Do you ever wonder what it feels like to be followed by paparazzi or chased by reporters? If yes, go to college! As soon as you’ve spent 24 hours away from home, family and friends will join forces and bombard you with questions that you never even thought to ask yourself.
“On a scale of 1-10, how much do you like school?” or “How many bowls of ramen noodles have you eaten so far?” or “On an average day what is the temperature, humidity level, and rate at which a cute boy crosses your path?”
Every question deserves an answer, so if you need a little help, the Real Housewives have your back.
Start by explaining the gawkiness of orientation weekend.
Your parents set you free and before you know it, you feel like an exchange student at the airport looking for your host family; the only thing indicating that you’re going home with the right people is a poster with your name on it. You sit with your group and start playing getting-to-know-you games that really only expedite the awkwardness of it all. But at least you know who prefers Skippy peanut butter over Jif…?
Next, tell them that Alliot keeps you well fed.
There’s plenty to choose from, but you’ve begun making combinations of your own to spice things up and keep your taste buds interested. Who knew grilled cheese tastes best topped with cottage cheese and hot sauce?
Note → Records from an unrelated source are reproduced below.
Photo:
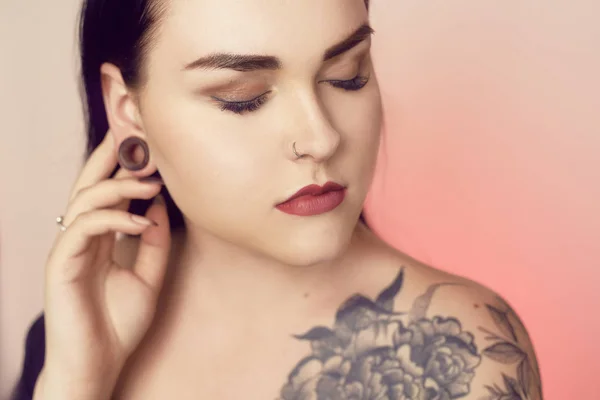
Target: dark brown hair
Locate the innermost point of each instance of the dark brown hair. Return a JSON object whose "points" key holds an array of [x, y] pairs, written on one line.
{"points": [[119, 32]]}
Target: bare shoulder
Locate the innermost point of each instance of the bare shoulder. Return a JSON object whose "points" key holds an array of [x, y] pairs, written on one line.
{"points": [[444, 336]]}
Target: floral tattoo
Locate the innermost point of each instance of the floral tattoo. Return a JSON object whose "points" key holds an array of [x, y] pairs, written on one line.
{"points": [[370, 354], [508, 349]]}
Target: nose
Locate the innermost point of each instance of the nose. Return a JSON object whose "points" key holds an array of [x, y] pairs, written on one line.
{"points": [[315, 137]]}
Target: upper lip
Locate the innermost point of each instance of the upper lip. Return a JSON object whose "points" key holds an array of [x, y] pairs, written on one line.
{"points": [[315, 190]]}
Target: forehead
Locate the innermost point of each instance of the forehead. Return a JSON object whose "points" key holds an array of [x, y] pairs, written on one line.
{"points": [[289, 29]]}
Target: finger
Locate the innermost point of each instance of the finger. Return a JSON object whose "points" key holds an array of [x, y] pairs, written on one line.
{"points": [[154, 248], [99, 166], [123, 173], [110, 193], [88, 226]]}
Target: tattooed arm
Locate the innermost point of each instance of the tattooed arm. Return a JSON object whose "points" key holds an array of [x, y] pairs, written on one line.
{"points": [[504, 364], [454, 341]]}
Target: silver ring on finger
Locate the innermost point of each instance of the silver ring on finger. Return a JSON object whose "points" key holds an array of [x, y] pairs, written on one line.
{"points": [[59, 222]]}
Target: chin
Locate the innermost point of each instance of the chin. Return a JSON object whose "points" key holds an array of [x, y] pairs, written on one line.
{"points": [[309, 249]]}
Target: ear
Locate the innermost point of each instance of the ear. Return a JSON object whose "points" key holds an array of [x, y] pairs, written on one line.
{"points": [[123, 114]]}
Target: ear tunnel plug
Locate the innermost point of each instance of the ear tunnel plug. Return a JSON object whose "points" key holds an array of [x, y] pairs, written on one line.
{"points": [[127, 151]]}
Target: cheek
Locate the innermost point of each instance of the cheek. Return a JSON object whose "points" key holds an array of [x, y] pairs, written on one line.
{"points": [[358, 118], [210, 165]]}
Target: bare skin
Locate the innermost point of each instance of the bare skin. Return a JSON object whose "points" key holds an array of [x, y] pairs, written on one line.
{"points": [[247, 301]]}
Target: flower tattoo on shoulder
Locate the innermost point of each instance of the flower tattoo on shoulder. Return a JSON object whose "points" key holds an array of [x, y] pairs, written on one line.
{"points": [[370, 354]]}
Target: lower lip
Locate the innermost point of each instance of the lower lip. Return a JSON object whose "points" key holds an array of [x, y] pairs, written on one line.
{"points": [[313, 205]]}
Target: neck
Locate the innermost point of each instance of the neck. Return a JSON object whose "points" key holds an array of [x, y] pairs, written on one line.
{"points": [[215, 277]]}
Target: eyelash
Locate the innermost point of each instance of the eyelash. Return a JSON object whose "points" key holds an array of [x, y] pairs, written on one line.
{"points": [[240, 107]]}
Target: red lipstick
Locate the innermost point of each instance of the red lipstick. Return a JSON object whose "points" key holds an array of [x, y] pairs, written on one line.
{"points": [[314, 200]]}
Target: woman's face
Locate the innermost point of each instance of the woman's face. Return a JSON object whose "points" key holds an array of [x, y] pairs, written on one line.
{"points": [[228, 165]]}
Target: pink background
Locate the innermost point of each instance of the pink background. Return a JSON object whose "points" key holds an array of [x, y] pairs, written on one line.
{"points": [[491, 169]]}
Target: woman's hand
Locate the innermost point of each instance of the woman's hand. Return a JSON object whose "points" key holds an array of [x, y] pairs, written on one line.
{"points": [[97, 311]]}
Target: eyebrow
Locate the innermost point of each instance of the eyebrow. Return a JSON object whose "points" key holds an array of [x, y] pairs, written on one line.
{"points": [[251, 62]]}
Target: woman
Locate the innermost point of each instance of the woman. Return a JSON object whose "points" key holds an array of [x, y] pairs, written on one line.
{"points": [[253, 275]]}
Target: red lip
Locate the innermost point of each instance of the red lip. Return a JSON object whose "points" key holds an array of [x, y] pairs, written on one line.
{"points": [[315, 190], [314, 200]]}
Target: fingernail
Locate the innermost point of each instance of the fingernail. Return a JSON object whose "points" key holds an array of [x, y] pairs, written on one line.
{"points": [[152, 179], [143, 220]]}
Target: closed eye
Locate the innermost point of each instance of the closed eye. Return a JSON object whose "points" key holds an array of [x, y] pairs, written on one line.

Don’t forget to mention the potatoes. No matter how many odd combinations you may make, the potatoes (tots, fries, mashed, sweet, you name it) are not to be messed with. That is one starch Alliot does right.
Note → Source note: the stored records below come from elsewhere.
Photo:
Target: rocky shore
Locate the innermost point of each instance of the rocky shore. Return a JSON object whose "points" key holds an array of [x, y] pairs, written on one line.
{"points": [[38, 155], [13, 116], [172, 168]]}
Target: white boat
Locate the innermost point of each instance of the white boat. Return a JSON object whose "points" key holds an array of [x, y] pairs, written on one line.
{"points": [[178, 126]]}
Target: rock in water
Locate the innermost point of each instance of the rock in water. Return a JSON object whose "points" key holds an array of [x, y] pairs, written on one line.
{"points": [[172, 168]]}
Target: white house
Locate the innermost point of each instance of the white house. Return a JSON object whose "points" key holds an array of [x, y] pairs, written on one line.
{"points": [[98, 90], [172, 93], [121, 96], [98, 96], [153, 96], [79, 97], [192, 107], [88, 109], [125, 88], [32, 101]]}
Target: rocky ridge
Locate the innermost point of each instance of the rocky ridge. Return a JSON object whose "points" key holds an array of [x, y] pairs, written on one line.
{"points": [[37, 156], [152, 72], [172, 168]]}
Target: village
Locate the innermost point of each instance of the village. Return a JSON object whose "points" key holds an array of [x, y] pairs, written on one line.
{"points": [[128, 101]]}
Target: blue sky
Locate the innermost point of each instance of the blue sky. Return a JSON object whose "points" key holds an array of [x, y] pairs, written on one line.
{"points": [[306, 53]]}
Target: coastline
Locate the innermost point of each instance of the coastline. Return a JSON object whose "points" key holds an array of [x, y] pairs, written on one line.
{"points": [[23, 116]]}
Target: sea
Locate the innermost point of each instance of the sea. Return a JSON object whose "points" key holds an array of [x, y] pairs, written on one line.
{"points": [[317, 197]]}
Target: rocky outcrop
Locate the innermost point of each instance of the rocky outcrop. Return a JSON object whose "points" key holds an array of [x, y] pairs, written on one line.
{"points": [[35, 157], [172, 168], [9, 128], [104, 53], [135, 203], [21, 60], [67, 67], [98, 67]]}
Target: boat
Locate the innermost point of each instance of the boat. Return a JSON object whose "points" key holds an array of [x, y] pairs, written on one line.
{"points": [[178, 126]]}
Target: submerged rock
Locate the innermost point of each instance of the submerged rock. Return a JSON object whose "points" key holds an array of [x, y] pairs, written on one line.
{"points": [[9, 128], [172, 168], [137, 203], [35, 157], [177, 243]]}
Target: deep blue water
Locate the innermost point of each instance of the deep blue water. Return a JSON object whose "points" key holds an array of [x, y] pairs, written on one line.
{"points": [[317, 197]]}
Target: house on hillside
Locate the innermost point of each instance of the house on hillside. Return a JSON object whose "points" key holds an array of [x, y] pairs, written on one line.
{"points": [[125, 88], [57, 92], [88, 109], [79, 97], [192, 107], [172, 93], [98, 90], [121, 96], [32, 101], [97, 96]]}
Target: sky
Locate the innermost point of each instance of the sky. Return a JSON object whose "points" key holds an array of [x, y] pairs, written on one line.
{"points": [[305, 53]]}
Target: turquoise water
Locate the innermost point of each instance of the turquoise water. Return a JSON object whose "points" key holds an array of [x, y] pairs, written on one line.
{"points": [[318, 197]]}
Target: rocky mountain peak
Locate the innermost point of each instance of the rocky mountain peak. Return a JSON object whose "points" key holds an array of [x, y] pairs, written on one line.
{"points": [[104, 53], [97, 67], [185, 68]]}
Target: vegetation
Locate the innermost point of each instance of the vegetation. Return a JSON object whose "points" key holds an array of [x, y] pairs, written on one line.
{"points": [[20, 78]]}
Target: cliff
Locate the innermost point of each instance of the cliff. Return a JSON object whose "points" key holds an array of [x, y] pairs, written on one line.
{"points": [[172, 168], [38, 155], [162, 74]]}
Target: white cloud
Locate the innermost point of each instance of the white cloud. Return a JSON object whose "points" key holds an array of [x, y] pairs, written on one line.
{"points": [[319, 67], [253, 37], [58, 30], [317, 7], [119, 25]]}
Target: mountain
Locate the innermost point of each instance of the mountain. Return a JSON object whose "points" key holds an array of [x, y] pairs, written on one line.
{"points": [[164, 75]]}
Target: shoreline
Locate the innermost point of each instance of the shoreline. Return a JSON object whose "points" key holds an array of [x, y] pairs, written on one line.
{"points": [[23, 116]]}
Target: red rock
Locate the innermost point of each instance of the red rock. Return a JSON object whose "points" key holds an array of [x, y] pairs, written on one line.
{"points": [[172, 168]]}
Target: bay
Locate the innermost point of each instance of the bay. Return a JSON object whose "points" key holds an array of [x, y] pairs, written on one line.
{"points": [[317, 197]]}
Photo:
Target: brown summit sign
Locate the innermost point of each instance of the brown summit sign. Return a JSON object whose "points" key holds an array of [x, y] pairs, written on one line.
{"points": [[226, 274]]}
Whatever you do, don’t mention food without following it up with exercise or some sort of diet.
Even if you do get peer pressured into eating ice cream six out of seven days a week, don’t let that cat out of the bag! You can’t risk receiving a care package filled with broccoli and bananas as opposed to cookies and brownies.
When it comes to academics, be honest!
New classes, professors, and amounts of studying can make for a challenging adjustment. There is no reason to sugar coat any of it! Tell them that when you spend time doing anything but homework, a sort of guilt forms and your conscience tells you to go do something productive. Don’t be afraid to publicize the fact that you went to a tutor the night before a big exam with dozens of questions or that you stayed up until 1:00AM finishing a paper. It’s probably a little entertaining that it costs $53,000 to fund your struggles, efforts, dreams, and successes.
Next, explain that living in Vermont has coerced you into adopting a new, crunchy lifestyle.
The beauty of nature and the world around you is praised in a way you have never seen before. You love being outside. Might it be studying on a blanket in the grass, hammocking from trees, or hiking every spare day you have, it’s a way of life.
Don’t forget to tell everyone that you’ve already fallen in love with St. Mike’s.
Be sure to praise our amazing community and the abundance of genuinely nice people. Tell about our innate door holding qualities. No matter the distance, if someone ahead of you is walking through the door you’re headed for, it will be held until you get there. Talk about the week you were sick and how whenever you sneezed in class, 95% of the people in the whole lecture hall would say “God bless you.” It’s the little things that make St. Mike’s the best place to be…
… And that’s something even the Real Housewives can see!